# Analyse publications on Gephi

Data : all publications with a mention of Gephi somewhere

In [1]:
import pandas as pd
data = pd.read_csv("../Data/scopus_all.csv")
data.columns

## What are the software used with Gephi

Filter articles with Gephi in the abstract

In [11]:
f = data["Abstract"].str.lower().str.contains("gephi")
df_sub = data[f]
df_sub.shape

Use of Gliner to extract software mentions

In [17]:
from gliner import GLiNER

model = GLiNER.from_pretrained("urchade/gliner_large-v2.1")

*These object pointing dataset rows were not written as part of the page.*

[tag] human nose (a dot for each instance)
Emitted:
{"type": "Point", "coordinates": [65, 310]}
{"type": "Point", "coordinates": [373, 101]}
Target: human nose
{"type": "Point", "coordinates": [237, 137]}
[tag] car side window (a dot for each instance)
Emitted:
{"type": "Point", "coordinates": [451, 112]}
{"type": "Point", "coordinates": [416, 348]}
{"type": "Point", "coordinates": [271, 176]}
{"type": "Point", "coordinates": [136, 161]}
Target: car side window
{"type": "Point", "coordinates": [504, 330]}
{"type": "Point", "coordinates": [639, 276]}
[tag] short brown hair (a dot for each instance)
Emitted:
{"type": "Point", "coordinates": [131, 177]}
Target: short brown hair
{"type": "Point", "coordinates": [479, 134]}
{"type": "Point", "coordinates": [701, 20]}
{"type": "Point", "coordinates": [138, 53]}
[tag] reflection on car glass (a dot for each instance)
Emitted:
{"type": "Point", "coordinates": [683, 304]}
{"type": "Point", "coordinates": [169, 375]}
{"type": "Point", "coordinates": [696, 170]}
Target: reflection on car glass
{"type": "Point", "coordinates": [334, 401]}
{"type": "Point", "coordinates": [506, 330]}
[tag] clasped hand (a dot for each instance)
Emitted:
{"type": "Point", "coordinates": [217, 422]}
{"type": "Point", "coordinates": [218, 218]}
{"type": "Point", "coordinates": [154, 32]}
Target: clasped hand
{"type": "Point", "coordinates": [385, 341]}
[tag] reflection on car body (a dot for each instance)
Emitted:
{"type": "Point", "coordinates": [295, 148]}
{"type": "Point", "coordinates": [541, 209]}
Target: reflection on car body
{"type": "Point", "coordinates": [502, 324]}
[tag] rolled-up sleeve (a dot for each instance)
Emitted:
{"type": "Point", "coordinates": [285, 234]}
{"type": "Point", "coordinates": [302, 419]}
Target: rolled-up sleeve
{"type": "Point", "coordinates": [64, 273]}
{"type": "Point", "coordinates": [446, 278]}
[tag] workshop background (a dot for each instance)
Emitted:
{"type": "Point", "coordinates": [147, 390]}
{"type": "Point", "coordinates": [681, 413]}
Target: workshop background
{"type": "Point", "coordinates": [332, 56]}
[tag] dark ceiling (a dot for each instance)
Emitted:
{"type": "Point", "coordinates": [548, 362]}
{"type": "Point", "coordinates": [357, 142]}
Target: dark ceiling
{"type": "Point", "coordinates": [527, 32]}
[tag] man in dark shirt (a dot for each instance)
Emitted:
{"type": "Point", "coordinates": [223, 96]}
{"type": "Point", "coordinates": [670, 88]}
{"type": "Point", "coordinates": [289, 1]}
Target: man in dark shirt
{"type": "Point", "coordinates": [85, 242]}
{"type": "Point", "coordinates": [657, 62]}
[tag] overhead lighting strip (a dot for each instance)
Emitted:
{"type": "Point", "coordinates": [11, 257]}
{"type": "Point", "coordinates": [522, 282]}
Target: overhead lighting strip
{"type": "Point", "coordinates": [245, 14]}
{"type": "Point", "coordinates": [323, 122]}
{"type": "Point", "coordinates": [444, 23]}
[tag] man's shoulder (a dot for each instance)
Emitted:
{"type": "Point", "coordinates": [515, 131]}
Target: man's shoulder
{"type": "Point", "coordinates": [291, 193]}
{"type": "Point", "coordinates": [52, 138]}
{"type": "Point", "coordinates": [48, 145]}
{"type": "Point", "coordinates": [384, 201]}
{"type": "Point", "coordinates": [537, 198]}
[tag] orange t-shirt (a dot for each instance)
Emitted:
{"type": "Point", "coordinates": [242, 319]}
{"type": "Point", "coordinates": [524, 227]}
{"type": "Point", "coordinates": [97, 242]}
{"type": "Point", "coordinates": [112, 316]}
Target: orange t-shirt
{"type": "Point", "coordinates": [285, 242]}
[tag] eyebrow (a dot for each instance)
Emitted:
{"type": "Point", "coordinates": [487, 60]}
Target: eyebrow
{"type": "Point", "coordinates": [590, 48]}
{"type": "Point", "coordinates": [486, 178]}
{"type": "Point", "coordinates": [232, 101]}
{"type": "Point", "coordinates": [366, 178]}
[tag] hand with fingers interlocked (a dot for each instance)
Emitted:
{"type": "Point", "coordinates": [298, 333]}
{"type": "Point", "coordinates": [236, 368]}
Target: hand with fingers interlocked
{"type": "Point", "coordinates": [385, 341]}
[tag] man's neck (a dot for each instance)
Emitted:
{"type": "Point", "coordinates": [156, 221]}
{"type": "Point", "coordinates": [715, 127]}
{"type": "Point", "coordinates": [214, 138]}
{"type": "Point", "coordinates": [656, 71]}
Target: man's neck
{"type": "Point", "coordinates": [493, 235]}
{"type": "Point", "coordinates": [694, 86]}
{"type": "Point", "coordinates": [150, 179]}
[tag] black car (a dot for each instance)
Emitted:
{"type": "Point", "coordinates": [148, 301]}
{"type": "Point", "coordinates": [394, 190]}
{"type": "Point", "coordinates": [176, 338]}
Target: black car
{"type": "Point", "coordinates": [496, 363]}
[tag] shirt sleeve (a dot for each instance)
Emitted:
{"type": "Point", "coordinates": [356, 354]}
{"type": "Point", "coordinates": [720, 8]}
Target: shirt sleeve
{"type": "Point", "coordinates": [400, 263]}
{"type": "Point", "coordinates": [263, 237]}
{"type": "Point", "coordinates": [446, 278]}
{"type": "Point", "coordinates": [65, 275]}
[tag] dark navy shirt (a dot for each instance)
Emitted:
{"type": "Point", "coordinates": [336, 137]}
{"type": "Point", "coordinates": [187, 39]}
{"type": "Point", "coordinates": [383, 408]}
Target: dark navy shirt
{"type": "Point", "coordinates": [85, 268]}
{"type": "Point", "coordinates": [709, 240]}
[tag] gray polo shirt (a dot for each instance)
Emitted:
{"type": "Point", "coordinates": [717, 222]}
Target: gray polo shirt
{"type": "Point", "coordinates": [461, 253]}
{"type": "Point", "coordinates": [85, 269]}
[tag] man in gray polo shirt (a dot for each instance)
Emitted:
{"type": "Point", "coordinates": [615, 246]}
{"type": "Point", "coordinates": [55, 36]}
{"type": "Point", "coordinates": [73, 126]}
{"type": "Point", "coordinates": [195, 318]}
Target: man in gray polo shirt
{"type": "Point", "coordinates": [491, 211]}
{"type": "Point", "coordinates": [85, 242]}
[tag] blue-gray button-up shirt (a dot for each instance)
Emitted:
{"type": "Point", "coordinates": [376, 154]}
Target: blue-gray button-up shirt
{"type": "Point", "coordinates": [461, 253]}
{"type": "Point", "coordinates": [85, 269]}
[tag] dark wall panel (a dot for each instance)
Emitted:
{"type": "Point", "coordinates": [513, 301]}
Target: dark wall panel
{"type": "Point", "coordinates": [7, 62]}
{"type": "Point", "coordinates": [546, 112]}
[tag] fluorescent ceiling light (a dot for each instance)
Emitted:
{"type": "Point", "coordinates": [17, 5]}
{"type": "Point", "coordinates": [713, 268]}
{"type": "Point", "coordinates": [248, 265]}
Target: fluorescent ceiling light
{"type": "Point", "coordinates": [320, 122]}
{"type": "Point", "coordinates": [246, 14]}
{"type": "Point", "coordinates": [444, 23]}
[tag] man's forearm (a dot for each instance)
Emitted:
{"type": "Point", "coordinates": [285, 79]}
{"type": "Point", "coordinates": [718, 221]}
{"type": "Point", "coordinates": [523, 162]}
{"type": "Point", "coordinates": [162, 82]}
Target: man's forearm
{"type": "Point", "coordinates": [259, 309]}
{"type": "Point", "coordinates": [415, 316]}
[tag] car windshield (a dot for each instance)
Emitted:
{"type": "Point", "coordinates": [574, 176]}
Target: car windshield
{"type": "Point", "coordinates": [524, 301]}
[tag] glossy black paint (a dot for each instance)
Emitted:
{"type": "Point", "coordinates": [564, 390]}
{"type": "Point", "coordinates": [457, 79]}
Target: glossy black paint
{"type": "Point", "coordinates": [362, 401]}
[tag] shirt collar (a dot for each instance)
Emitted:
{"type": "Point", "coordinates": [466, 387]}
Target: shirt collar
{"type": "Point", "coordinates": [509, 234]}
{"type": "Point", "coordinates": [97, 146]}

def split_text(text, chunck=300):
    chuncks = [text[i:i + chunck] for i in range(0, len(text), chunck)]
    return chuncks

def get_softwares(text):
    chucks = split_text(text)
    total = []
    for c in chucks:
        total += [i["text"].lower().strip() for i in model.predict_entities(c, labels=["Software"])]
    return list(set(total))



In [41]:
get_softwares(data[f]["Abstract"].iloc[1])

['spss', 'exc', 'gephi']

In [42]:
df_sub["softwares"] = df_sub["Abstract"].apply(get_softwares)
df_sub.to_csv("scopus_gephi_softwaredetect.csv")

A value is trying to be set on a copy of a slice from a DataFrame.
Try using .loc[row_indexer,col_indexer] = value instead

See the caveats in the documentation: https://pandas.pydata.org/pandas-docs/stable/user_guide/indexing.html#returning-a-view-versus-a-copy
  df_sub["softwares"] = df_sub["Abstract"].apply(get_softwares)


Manual cleaning of software

In [70]:
t = pd.DataFrame(pd.Series([j for i in df_sub["softwares"] for j in i]).value_counts()).reset_index()
t.columns = ["name","count"]
#t.to_csv("reco_software.csv")

Get the list of cleaned software (careful, there is always the problem of identifying pattern and rematching them from a list, with polysemia)

In [108]:
softwares = list(pd.read_csv("reco_software.csv")["name"])[0:100]

def get_softwares(texte, liste):
    """
    Rematch the software names
    """
    return [i for i in liste if i.lower() in texte.lower()]

df_sub["softwares_reco"] = df_sub["Abstract"].apply(lambda x : get_softwares(x, softwares))

A value is trying to be set on a copy of a slice from a DataFrame.
Try using .loc[row_indexer,col_indexer] = value instead

See the caveats in the documentation: https://pandas.pydata.org/pandas-docs/stable/user_guide/indexing.html#returning-a-view-versus-a-copy
  df_sub["softwares_reco"] = df_sub["Abstract"].apply(lambda x : get_softwares(x, softwares))


Build the network

In [109]:
import networkx as nx
from itertools import combinations

reseau = nx.Graph()

def recode(x):
    if "gephi" in x.lower():
        return "gephi"
    return x

for softwares in df_sub["softwares_reco"]:
    
    softwares = [recode(x) for x in softwares]

    for s in softwares:
        s = s.lower()
        if "gephi" in s:
            s = "gephi"
        if not reseau.has_node(s):
            reseau.add_node(s, weight=0)
        reseau.nodes[s]["weight"]+=1
    for a,b in combinations(softwares,2):
        if not reseau.has_edge(a,b):
            reseau.add_edge(a,b,weight=0)
        reseau.edges[a,b]["weight"]+=1
    
reseau.remove_node("gephi")
print(reseau)

Graph with 94 nodes and 511 edges


Display it

In [110]:
from ipysigma import Sigma
Sigma(reseau, node_size="weight", edge_size="weight")

Sigma(nx.Graph with 94 nodes and 511 edges)